Needless to say this used to frustrate me A LOT because it was usually in relation to something that I wanted to do, something that most of my friends got to do and mom said ‘no’ followed by the infamous phrase.
Now, there’s a good chance that I’m remembering mom saying this much more than she actually did, but the point is that it stuck with me. It started a thought process that I have taken into adulthood.
Because what I’ve learned is that this is still true.
I’ve been pegged as a leader ever since I can remember. I was the kid that was put in charge when no other adults were present, I was the kid that was leading our church’s VBS program at the ripe old age of 14 – and when I say I was leading it, I truly was developing the program, recruiting the volunteers and teaching a good portion of it myself (I know some of you are laughing because you think ‘Jenni with kids, are you kidding?’, but yes… I digress). I was the 15 year old who managed the local Ice Cream Shop. I had three employees (including my sister who went on to be the next manager), did all their scheduling, did all the purchasing, handled the deposits and ran the store for weeks at a time while the owner was away.

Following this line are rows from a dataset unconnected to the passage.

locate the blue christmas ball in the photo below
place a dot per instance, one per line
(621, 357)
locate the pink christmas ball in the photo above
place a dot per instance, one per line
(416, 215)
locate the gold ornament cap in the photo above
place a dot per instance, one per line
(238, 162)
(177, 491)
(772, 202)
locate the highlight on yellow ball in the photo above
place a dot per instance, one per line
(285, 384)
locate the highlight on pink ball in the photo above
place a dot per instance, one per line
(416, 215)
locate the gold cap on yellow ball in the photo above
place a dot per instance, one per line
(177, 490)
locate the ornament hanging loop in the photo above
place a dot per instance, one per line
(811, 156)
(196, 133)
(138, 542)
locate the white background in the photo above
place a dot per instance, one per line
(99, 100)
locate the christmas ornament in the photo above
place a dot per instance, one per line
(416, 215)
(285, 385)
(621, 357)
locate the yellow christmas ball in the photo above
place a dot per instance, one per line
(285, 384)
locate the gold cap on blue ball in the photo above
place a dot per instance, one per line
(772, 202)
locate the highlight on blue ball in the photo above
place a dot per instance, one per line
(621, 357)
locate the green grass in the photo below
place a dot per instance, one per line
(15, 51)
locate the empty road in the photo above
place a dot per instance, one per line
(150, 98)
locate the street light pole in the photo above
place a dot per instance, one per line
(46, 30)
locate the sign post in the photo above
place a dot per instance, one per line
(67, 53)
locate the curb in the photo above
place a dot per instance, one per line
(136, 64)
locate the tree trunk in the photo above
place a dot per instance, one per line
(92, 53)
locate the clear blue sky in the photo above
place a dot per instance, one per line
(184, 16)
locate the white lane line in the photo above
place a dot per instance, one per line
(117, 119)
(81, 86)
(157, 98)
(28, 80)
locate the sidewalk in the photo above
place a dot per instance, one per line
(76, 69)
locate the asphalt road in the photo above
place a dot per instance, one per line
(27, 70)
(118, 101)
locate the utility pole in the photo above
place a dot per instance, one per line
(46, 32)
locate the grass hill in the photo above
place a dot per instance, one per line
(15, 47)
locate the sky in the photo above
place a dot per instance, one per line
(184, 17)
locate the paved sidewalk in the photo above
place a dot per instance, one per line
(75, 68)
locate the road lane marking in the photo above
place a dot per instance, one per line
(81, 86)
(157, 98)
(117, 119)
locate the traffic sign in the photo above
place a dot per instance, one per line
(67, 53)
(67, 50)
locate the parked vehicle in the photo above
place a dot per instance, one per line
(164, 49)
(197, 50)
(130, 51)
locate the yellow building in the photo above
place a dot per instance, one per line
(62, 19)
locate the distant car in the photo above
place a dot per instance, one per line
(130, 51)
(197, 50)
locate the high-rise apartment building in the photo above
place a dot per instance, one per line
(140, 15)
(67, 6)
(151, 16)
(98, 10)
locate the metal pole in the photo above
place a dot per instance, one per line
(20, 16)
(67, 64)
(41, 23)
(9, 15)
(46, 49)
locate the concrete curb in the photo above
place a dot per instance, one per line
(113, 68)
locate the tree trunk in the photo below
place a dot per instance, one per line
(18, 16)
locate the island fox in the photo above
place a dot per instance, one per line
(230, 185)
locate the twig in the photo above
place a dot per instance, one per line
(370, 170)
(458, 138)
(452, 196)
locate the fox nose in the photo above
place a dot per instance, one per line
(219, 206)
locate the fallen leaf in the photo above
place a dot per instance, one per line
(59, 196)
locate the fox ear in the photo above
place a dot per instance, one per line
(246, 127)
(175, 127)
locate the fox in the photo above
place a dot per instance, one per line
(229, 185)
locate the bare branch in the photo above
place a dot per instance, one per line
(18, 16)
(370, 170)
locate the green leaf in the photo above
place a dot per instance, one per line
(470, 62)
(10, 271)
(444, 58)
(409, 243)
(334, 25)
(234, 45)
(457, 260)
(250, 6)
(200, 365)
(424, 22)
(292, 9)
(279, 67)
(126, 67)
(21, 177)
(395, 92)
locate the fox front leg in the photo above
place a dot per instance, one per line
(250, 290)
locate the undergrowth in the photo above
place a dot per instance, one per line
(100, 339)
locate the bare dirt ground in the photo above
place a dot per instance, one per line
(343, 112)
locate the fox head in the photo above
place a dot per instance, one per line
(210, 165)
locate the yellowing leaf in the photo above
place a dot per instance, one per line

Not much has changed in adulthood. I’ve usually been in positions where I’m a little ‘in over my head’, but for some reason this is where I continually find myself and I thrive in it.
There have been days when I’ve been frustrated by the fact that ‘others may, I can not’. But what I’ve discovered is that I’ve been given a tremendous responsibility in many seasons of my life and with that empowerment comes great responsibility.
“From everyone who has been given much, much will be demanded. And from the one trusted with much, much more will be expected.”
This scripture haunts me all the time. As a leader, I am held to a higher standard. What may be ok for others, is not ok for me. What may be inconsequential for another, has greater consequences for me.
This is the responsibility of leadership.
As a leader, how are you handling your responsibility?